Table 5. Variables independently associated with QOL and psychopathology (stepwise multiple regression analysis)



Discussion

This cross-sectional study found no direct impacts of the transplant type on the QOL or affective symptoms of patients. The main finding of the current study was that allogeneic transplant recipients with GVHD symptoms had a significantly poorer somatic status and more somatic complaints associated with transplantation and received more immunosuppressive treatments, impairing their QOL. Our results also indicated more severe depression with higher constant anxiety levels in patients with GVHD than those without GVHD, suggesting that GVHD significantly impacts the affective symptoms of allogeneic transplant patients through functional deficits and “somatic burden”. Our results confirmed the reported association between impaired QOL, symptom burden, and functional deficits derived from GVHD and affective symptoms in allogeneic recipients experiencing GVHD^5,8,18,31,33. In earlier studies, depressive and anxiety symptoms were identified as significant risk factors for QOL deterioration after HSCT, indicating that depressed patients perceived their QOL to be poorer^20,24. The present study confirmed this relationship in both allogeneic and autologous transplant patients, demonstrating that negative perceptions of QOL are independent of the transplant type. This negative perception among patients experiencing severe and enduring somatic symptoms caused by GVHD could increase the likelihood of depressive symptoms and, in turn, may influence different aspects of QOL. Comparisons between autologous and allogeneic patients with and without GVHD symptoms also allude to this association. Our findings indicate similar QOL and psychosocial functioning in autologous and allogeneic transplant patients without GVHD symptoms. Allogeneic transplant patients with GVHD symptoms had more depressive symptoms than autologous patients. Furthermore, allogeneic transplant patients with GVHD symptoms had worse QOL than those without GVHD symptoms. A longitudinal study is warranted to explore this association in depth.

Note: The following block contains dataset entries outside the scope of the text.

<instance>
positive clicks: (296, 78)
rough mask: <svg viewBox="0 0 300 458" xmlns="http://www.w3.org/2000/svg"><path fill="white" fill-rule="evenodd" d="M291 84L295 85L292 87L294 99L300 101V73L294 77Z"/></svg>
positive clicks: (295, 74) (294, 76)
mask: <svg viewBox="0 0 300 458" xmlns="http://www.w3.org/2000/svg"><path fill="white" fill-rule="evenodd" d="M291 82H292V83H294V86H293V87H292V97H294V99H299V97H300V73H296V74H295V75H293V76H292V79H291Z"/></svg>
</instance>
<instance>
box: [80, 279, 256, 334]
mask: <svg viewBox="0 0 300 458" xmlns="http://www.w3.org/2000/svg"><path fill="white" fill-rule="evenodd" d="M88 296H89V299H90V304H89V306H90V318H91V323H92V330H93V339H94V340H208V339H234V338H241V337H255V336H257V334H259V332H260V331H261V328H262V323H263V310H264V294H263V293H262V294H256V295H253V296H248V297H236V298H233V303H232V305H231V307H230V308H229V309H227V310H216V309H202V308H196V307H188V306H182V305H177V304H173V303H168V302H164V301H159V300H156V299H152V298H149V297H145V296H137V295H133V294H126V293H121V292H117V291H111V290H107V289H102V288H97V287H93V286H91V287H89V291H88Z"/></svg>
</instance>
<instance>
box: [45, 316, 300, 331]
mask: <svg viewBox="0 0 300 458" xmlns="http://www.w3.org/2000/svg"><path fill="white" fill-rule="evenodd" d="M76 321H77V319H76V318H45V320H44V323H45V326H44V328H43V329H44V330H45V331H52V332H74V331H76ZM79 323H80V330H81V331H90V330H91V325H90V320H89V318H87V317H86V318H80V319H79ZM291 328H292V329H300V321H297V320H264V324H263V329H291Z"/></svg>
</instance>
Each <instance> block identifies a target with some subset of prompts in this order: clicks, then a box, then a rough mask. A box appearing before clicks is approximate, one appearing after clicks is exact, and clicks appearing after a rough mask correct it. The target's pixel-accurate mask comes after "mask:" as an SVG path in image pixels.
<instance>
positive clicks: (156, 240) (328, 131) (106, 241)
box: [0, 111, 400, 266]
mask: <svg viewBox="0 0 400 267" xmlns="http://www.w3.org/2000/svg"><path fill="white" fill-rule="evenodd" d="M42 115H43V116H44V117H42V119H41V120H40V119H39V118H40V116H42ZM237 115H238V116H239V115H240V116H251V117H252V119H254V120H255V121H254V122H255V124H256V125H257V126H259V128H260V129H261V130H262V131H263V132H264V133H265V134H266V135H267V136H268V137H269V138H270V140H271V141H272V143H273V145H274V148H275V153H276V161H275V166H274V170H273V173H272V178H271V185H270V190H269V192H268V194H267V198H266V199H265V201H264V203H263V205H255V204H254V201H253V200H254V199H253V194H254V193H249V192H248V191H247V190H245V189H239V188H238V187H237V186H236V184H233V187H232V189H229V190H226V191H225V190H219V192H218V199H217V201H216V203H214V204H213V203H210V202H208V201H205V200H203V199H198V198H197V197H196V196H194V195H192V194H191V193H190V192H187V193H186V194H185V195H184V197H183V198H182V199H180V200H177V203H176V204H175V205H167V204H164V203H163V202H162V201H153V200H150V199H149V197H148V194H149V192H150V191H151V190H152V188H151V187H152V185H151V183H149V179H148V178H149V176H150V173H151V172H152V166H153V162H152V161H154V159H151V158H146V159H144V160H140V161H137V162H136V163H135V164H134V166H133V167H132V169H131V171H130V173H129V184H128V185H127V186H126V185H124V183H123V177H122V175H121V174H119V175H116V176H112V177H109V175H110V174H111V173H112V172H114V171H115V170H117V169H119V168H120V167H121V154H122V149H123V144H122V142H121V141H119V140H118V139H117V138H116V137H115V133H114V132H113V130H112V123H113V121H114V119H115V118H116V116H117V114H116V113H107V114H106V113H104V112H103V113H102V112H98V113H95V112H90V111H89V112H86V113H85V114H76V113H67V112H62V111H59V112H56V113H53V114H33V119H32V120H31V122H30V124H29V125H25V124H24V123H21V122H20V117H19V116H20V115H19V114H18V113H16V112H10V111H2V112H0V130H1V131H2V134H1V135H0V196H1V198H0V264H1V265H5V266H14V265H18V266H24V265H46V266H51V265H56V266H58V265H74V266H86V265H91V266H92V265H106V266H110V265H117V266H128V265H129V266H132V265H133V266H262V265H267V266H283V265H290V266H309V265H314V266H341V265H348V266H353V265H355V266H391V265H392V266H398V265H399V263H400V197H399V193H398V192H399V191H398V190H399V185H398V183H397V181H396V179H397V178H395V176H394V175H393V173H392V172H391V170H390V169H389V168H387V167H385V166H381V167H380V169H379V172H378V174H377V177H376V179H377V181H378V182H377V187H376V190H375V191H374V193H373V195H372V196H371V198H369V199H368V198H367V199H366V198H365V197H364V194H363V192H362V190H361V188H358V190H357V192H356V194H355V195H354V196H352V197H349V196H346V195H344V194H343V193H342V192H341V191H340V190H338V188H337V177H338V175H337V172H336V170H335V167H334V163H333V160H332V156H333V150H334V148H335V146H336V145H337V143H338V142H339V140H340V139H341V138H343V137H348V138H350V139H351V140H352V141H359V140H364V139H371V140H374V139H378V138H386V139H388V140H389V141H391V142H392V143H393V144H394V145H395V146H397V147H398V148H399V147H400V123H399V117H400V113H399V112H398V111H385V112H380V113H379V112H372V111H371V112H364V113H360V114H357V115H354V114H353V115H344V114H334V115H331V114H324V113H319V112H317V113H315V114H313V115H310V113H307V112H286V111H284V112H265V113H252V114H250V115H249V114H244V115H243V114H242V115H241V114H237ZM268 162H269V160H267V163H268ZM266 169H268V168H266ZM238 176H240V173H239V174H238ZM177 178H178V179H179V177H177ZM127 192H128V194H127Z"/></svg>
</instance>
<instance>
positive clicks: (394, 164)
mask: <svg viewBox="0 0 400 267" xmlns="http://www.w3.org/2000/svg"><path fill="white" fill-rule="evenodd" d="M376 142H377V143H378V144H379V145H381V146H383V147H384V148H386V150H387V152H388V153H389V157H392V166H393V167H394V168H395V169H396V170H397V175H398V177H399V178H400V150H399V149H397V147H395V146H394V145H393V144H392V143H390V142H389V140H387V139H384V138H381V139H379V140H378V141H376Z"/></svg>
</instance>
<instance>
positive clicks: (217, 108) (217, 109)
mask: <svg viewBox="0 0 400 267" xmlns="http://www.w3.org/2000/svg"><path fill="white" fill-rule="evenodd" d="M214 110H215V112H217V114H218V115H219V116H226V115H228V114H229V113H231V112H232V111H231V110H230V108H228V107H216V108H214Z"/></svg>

These findings are consistent with the conclusion summarized in a previous paper34, showing that allogeneic patients with GVHD and depressive and anxiety symptoms constitute a highly vulnerable population for poor functioning, impaired QOL, and HCST-related mortality.

This study has methodological limitations that should be acknowledged. The main limitation was its cross-sectional design, which precluded investigation of the causality of associations between the risk factors in the trajectory of recovery. The sample size was also relatively small in view of the number and variety of clinical conditions that necessitate HSCT. As a clinical population, the study sample showed heterogeneity in certain aspects (age, psychosocial factors, medical variables), but these differences did not influence the results. Additionally, some data were missing for a few patients.